La diffida comporta, per i lavoratori irregolari ancora in forza presso il datore di lavoro e fatta salva l’ipotesi in cui risultino regolarmente occupati per un periodo lavorativo successivo, la stipulazione di un contratto di lavoro subordinato a tempo indeterminato, anche a tempo parziale con riduzione dell’orario di lavoro non superiore al cinquanta per cento dell’orario a tempo pieno, o con contratto a tempo pieno e determinato di durata non inferiore a tre mesi, nonché il mantenimento in servizio degli stessi per almeno tre mesi.
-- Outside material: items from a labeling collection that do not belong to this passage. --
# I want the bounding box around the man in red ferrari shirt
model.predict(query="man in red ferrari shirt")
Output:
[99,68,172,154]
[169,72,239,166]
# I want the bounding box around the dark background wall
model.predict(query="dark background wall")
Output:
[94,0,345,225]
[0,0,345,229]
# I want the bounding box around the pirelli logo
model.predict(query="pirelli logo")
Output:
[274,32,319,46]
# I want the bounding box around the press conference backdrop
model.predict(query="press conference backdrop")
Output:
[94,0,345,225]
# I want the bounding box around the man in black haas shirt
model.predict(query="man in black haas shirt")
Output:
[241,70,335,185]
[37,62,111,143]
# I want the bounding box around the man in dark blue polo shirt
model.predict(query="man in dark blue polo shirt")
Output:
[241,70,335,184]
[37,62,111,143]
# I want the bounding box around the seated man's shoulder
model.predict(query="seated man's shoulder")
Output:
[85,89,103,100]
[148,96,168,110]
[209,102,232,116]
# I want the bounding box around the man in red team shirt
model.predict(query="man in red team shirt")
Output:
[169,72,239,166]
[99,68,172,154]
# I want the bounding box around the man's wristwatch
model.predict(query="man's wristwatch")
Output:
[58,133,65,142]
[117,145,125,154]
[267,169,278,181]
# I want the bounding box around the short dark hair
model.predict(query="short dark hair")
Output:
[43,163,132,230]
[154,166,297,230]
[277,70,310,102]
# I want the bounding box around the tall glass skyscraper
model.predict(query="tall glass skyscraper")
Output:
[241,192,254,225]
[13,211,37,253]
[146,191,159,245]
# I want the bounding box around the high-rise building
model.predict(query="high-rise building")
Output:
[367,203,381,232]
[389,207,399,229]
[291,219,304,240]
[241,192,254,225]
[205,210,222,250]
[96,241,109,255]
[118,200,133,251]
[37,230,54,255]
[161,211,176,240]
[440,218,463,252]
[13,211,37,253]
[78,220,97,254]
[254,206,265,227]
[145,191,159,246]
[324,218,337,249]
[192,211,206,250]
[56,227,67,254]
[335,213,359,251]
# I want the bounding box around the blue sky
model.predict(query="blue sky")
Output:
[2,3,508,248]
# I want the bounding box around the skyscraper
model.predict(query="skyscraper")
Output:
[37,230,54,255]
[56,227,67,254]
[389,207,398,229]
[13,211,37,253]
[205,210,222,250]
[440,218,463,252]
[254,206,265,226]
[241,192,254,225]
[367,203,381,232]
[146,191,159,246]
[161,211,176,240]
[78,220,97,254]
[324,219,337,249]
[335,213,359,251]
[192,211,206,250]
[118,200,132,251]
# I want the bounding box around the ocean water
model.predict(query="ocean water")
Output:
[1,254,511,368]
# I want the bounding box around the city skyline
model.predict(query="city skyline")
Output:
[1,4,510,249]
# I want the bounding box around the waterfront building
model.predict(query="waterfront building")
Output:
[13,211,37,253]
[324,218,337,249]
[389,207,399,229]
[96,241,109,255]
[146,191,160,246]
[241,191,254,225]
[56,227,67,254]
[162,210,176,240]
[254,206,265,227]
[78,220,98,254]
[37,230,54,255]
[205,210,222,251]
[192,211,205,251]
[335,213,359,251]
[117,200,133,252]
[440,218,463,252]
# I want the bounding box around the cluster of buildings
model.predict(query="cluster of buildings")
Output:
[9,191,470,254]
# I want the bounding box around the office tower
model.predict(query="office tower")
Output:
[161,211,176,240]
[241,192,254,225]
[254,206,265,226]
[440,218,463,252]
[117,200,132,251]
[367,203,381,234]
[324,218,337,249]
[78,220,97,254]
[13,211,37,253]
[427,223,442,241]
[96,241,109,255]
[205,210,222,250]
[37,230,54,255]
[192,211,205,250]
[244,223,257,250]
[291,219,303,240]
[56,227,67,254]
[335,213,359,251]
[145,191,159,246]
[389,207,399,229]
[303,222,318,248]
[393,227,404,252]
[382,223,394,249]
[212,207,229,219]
In tale ipotesi, la prova della avvenuta regolarizzazione e del pagamento delle sanzioni e dei contributi e premi previsti, ai sensi dell’articolo 13, comma 5, del decreto legislativo 23 aprile 2004, n. 124, deve essere fornita entro il termine di centoventi giorni dalla notifica del relativo verbale.
Le nuove disposizioni si applicano dal 24 settembre 2015, data di entrata in vigore del Dlgs. n. 151 e valgono per le violazioni commesse da tale data.